Xeloda, or capecitabine, developed by Roche, of Basel, Switzerland, is claimed as the first oral chemotherapy for the condition.
The European Commission granted marketing approval for the drug after studying the results of two Phase III trials which involved more than 1,200 patients worldwide.
Professor Jim Cassidy, Professor of Oncology at the Aberdeen Royal Infirmary, Scotland, UK, said, "Xeloda represents a significant step forward in the treatment of patients with metastatic colorectal cancer, one of the harshest and most debilitating forms of cancer.
"Xeloda was much kinder to patients with substantially fewer complications such as mouth ulcers, diarrhoea, and severe infections compared to standard IV bolus 5-FU/LV.

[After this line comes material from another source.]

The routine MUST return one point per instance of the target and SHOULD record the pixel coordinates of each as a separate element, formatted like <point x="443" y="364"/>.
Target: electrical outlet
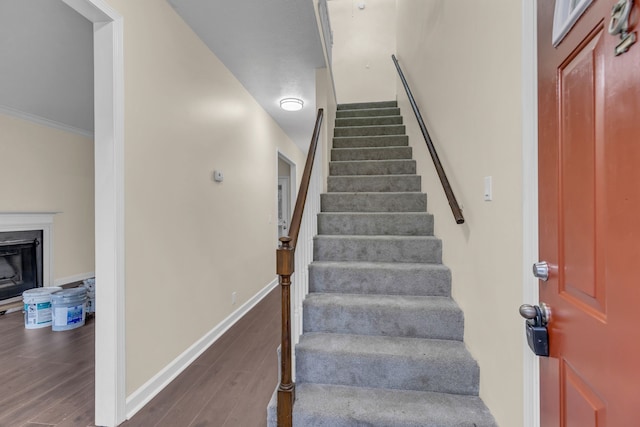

"In addition, as Xeloda is given as tablets, it reduces the number of times patients need to attend hospital in comparison to IV therapy, allowing patients more time with their family at home."
|Patients experiencing tumour shrinkage after treatment:|
IV bolus 5-FU/LV: 17%
In the trials 26% of patients on Xeloda experienced tumour shrinkage, compared with 17% of those receiving the standard treatment, intravenous bolus of 5-FU/LV.
The drug has already been approved for use in Canada, Australia, and Switzerland.